Last updated on June 23rd, 2011 at 11:08 am
My rental car is backed into the parking lot of one of many Lutheran churches that guard this town and opposite my front bumper sits the rusty green steel one story shed construction City Hall of Dayton, Iowa. My Mac in my lap.
I’m visiting the town where my birth mother graduated from high school. I want to keep good notes.
This place has held a lot of power over me for most of my life. Try as I might on the Internet, or just squinting as hard as I could at maps, I never felt satisfied that I knew enough about this town. So I hopped a plane to do some research about the teenager who found herself pregnant with me.
My birth mother conceived me in the summer of 55 and married in November. I was born in February and adopted in May of 1956. She married her sailor boyfriend while they were in San Francisco and then came back to Iowa to start their family. That’s the simple version.
And I’m trying to keep it simple — and not too serious — as I study the landscape and its inhabitants.
This part of Iowa is as flat as a tabletop with farms long miles from each other. The fields have just been turned creating huge tablets of black soil as far as the eye can see; each massive field framed by strips of new green grass.
The skies have been dominated by enormous dark rolling clouds. They seem to press down on the horizon off in the distance. I find myself driving hunched over, as if I’m racing a clown car across a tabletop with a big wet tablecloth flapping above me about to descend over me.
I’ve always wanted to see where my birth mother grew up. In talking to her and extended members of her family I knew it was small. Main Street is two blocks.

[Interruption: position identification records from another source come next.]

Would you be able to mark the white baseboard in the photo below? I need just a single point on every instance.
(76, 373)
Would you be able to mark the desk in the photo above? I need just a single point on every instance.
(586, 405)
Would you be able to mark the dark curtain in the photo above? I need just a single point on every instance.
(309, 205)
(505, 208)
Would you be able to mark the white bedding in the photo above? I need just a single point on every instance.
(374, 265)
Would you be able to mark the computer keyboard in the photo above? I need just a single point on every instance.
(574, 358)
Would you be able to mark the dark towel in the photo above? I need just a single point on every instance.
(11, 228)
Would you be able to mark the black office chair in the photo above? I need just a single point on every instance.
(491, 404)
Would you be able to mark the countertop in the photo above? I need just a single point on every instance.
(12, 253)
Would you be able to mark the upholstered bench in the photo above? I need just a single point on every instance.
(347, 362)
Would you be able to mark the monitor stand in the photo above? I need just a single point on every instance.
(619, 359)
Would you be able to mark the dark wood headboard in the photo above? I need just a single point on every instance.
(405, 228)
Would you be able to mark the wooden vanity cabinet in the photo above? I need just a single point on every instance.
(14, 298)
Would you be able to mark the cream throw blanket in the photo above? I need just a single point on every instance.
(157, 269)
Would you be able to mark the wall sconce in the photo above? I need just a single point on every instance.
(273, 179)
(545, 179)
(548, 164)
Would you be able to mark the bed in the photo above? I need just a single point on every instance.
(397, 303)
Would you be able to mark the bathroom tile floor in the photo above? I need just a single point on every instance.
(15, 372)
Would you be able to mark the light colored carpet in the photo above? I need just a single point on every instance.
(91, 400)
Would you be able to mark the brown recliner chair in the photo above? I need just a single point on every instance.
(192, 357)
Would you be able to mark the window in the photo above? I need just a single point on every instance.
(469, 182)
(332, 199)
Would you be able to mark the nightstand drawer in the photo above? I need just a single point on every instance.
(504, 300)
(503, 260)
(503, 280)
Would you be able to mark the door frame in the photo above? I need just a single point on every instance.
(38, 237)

My first impression driving past the Frontier Bar was, “This would be a perfect set for a Sam Shepherd play.” Lots of square brick buildings with retail space empty. Covered up windows. A couple of bars; an insurance office; a pharmacy. I expect Matt Dillon from Drugstore Cowboy to turn a corner.
But then I saw a vision: The Dayton Review newspaper office, founded in 1887. And inside I found an angel who dragged dusty bound copies of weekly editions from 1955 out of a broom closet because, she said, each year the paper prints the photos of the graduation high school class. Maybe there could be some leads there.
My heart started to race. I heard my friend Mary Fricker say, “Isn’t this exciting?” like she used to It’s what I’ve learned to tell myself whenever reporting feels scary.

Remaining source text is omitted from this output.